Als eine seiner ersten Aktionen hat das Österreichische Institut für Formgebung daher unter meiner Präsidentschaft eine Design-Philosophie entwickelt, welche diese grundlegende Veränderung reflektieren soll. Ich zitiere: "Design ist seinem Wesen nach Kommunikation, Verdeutlichung von Ideen, Vermittlung kultureller Inhalte. Im Design können nationale Eigenarten und Identitäten ebenso ihren Ausdruck finden wie globale Symbole als Chiffren einer Weltkultur. Ohne diese lebendige Inhaltskomponente läuft Design Gefahr, zur bloß formalen Imitation zu degenerieren". 

Nach dieser Auffassung erschöpft sich Design nicht bloß in der Formgebung eines Produktes. Design ist vielmehr als Leistung anzusehen, die dem Gebrauch des Produktes Bedeutung verleiht. 

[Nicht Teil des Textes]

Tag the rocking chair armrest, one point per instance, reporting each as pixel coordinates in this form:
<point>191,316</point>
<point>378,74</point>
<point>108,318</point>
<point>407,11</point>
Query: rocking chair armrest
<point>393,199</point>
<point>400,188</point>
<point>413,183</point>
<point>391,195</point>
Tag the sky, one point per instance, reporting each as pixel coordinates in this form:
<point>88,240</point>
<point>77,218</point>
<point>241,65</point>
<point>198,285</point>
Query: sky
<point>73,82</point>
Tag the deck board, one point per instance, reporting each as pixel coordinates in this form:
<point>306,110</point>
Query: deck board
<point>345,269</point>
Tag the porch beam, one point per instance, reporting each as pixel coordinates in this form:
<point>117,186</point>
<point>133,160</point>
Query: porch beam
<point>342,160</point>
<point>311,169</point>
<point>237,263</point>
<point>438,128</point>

Der französische Designer Phillippe Starck hat dies aus der Motivation abgeleitet, mit der Leute Design-Objekte kaufen, um - ich zitiere - zu "demonstrieren, welchem sozialen Stand sie angehören". In der Mode ist dieser Impuls offensichtlich, ebenso beim Kauf von Autos oder Einrichtungsgegenständen. Wir alle kennen entsprechend gestylte "Bekenner-Wohnungen", "Imponier-Büros" oder "Trost-Objekte" der unterschiedlichsten Art. Diese Phänomene sind auch als kulturelles Bekenntnis zu verstehen, mit dem Menschen Affinitäten ausdrücken, die jenseits objektiv faßbarer Kriterien (wie Materialqualität, Funktionalität oder Preis) anzusiedeln sind. 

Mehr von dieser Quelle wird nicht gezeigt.